Ja, Lilah hatte gewusst, warum sie zuerst mit Nettie reden wollte. Nettie war freundlich und zumindest ansatzweise mütterlich. Nach dem Tod der Eltern hatten nicht etwa Sara und Lilah sich um die kleine Schwester gekümmert, sondern diese sich umgekehrt um sie. Nettie hatte ihnen emotionale Nähe gegeben und nach besten Kräften für genießbare Mahlzeiten gesorgt.
Nie zuvor, so schien es Lilah, hatte sie den Rat und Zuspruch der Schwester dringender gebraucht. Aber bei Nettie war niemand zu Hause gewesen. Lilah hätte vor der Tür auf sie gewartet, wenn sie allein gewesen wäre. Doch Bree hatte erneut über die Hitze geklagt und behauptet, sie würde gleich verhungern. Also war sie widerwillig zu Sara aufs Revier gefahren.

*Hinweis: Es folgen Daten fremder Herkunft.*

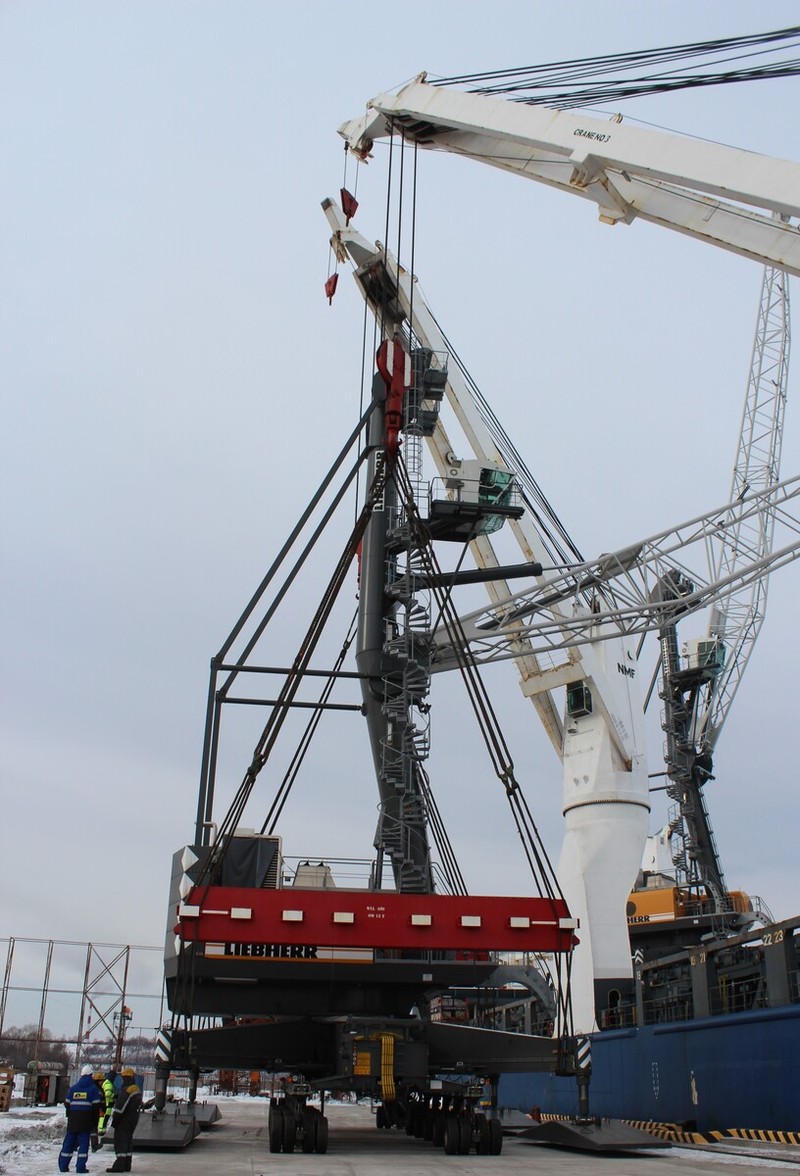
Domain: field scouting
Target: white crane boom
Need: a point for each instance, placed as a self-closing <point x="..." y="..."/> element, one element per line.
<point x="738" y="621"/>
<point x="630" y="583"/>
<point x="722" y="195"/>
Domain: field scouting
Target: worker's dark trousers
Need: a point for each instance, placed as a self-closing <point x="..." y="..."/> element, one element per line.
<point x="124" y="1148"/>
<point x="73" y="1140"/>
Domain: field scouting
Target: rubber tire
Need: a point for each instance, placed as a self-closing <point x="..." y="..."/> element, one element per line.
<point x="310" y="1121"/>
<point x="321" y="1137"/>
<point x="275" y="1128"/>
<point x="290" y="1133"/>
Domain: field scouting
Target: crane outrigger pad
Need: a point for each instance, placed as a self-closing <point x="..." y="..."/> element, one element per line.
<point x="607" y="1135"/>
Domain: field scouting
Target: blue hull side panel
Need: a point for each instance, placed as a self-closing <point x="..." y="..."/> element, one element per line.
<point x="726" y="1071"/>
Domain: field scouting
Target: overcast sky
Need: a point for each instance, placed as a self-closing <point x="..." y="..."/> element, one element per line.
<point x="174" y="385"/>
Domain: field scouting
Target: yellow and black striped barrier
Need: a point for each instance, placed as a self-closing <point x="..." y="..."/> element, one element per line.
<point x="679" y="1135"/>
<point x="675" y="1134"/>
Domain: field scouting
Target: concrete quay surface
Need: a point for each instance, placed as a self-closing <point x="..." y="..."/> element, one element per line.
<point x="238" y="1146"/>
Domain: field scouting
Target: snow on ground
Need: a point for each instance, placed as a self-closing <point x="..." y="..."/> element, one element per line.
<point x="31" y="1140"/>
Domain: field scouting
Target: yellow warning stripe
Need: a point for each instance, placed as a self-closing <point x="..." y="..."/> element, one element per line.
<point x="675" y="1134"/>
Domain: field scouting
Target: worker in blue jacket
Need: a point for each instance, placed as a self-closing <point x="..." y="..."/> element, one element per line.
<point x="82" y="1103"/>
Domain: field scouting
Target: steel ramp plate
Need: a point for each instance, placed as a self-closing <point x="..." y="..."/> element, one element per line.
<point x="170" y="1131"/>
<point x="606" y="1135"/>
<point x="206" y="1114"/>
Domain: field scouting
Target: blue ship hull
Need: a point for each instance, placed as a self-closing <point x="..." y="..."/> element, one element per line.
<point x="718" y="1073"/>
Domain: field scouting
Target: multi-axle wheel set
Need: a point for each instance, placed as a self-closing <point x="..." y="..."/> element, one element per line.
<point x="292" y="1122"/>
<point x="457" y="1128"/>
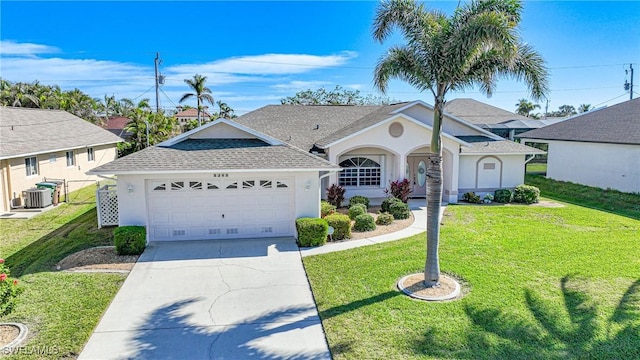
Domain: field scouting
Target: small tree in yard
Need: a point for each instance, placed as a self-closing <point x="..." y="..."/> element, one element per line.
<point x="476" y="45"/>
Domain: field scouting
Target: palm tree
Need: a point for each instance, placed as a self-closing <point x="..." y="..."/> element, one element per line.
<point x="584" y="108"/>
<point x="200" y="91"/>
<point x="524" y="107"/>
<point x="477" y="45"/>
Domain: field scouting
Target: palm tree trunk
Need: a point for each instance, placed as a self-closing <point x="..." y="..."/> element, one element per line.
<point x="434" y="203"/>
<point x="434" y="195"/>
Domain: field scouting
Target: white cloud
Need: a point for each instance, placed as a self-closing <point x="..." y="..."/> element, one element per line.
<point x="267" y="64"/>
<point x="8" y="47"/>
<point x="297" y="85"/>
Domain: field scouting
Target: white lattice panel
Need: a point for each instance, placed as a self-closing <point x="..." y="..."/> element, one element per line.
<point x="107" y="207"/>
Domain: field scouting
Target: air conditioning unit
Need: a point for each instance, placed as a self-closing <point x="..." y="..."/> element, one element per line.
<point x="36" y="198"/>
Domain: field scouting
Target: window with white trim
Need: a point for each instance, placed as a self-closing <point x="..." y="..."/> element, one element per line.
<point x="70" y="158"/>
<point x="359" y="171"/>
<point x="31" y="164"/>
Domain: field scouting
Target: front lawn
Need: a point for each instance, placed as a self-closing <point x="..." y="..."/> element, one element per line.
<point x="60" y="309"/>
<point x="541" y="283"/>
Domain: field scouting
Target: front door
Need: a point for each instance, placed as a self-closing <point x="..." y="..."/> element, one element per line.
<point x="417" y="175"/>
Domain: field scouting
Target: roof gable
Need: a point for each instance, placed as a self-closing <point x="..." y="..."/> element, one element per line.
<point x="617" y="124"/>
<point x="25" y="131"/>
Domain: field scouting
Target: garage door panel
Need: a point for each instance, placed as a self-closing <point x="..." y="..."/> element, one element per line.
<point x="224" y="209"/>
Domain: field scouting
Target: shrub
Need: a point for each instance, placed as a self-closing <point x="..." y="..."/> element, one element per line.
<point x="471" y="197"/>
<point x="364" y="222"/>
<point x="526" y="194"/>
<point x="341" y="225"/>
<point x="130" y="240"/>
<point x="359" y="199"/>
<point x="399" y="210"/>
<point x="312" y="231"/>
<point x="386" y="203"/>
<point x="9" y="290"/>
<point x="503" y="196"/>
<point x="326" y="208"/>
<point x="384" y="219"/>
<point x="355" y="210"/>
<point x="400" y="189"/>
<point x="335" y="195"/>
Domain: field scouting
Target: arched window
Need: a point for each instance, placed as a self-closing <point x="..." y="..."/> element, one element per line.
<point x="359" y="171"/>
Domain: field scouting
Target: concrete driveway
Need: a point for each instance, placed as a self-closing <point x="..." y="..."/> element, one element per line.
<point x="227" y="299"/>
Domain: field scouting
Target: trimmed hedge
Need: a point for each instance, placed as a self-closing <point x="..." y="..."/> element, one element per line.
<point x="326" y="208"/>
<point x="386" y="203"/>
<point x="384" y="219"/>
<point x="364" y="223"/>
<point x="130" y="240"/>
<point x="359" y="199"/>
<point x="526" y="194"/>
<point x="341" y="225"/>
<point x="471" y="197"/>
<point x="399" y="210"/>
<point x="357" y="209"/>
<point x="312" y="231"/>
<point x="503" y="196"/>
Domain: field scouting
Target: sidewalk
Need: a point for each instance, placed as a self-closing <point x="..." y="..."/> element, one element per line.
<point x="419" y="211"/>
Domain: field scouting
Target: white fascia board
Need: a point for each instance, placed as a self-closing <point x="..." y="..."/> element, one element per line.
<point x="397" y="116"/>
<point x="178" y="172"/>
<point x="56" y="150"/>
<point x="452" y="117"/>
<point x="266" y="138"/>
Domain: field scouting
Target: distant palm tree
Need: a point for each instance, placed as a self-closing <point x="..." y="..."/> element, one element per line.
<point x="200" y="92"/>
<point x="477" y="45"/>
<point x="524" y="107"/>
<point x="584" y="108"/>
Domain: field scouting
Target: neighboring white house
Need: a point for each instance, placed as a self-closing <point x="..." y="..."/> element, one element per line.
<point x="254" y="176"/>
<point x="598" y="148"/>
<point x="36" y="144"/>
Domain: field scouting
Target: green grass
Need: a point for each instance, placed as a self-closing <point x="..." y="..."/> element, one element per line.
<point x="60" y="309"/>
<point x="536" y="168"/>
<point x="613" y="201"/>
<point x="540" y="283"/>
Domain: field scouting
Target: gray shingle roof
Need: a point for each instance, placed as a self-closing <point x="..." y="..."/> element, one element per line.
<point x="304" y="126"/>
<point x="617" y="124"/>
<point x="479" y="113"/>
<point x="34" y="131"/>
<point x="486" y="145"/>
<point x="195" y="155"/>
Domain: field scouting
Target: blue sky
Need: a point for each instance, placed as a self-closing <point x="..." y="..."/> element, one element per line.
<point x="255" y="53"/>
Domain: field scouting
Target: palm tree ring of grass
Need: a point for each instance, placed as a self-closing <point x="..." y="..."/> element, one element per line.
<point x="19" y="339"/>
<point x="414" y="286"/>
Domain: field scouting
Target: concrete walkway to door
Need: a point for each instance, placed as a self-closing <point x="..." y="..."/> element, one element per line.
<point x="219" y="299"/>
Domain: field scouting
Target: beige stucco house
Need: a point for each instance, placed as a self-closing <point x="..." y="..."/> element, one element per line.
<point x="38" y="144"/>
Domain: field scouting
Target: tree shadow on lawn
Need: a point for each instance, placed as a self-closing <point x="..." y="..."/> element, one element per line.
<point x="555" y="334"/>
<point x="41" y="255"/>
<point x="169" y="334"/>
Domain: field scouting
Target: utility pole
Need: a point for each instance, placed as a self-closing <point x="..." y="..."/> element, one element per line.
<point x="627" y="85"/>
<point x="157" y="63"/>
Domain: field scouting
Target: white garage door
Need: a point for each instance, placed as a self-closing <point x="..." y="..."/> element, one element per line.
<point x="196" y="209"/>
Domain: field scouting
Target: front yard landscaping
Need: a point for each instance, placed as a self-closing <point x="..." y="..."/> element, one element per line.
<point x="538" y="283"/>
<point x="60" y="309"/>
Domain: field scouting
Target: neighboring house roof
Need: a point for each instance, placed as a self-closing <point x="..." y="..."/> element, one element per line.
<point x="25" y="131"/>
<point x="116" y="126"/>
<point x="487" y="145"/>
<point x="617" y="124"/>
<point x="192" y="113"/>
<point x="479" y="113"/>
<point x="185" y="154"/>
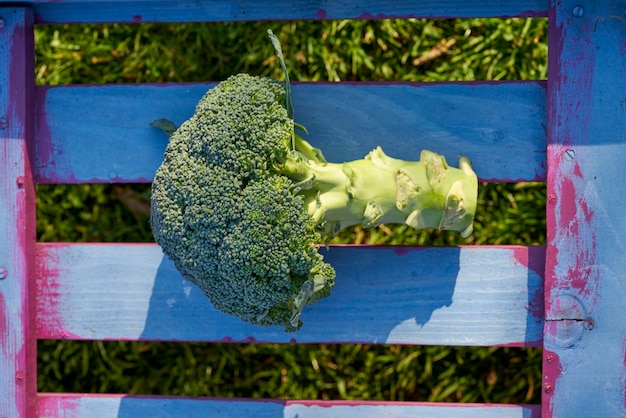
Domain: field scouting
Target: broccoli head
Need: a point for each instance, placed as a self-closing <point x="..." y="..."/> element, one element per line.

Streng und kritisch sah Sara sie über den Schreibtisch hinweg an, während sie überlegte, was sie erzählen wollte. Schon als Kind hatte Lilah ihrer Schwester kaum ein Geheimnis anvertraut oder sie um Rat gefragt. Sie lagen einfach nicht auf derselben Wellenlänge. Für Sara gab es nur schwarz oder weiß, richtig oder falsch, gut oder böse.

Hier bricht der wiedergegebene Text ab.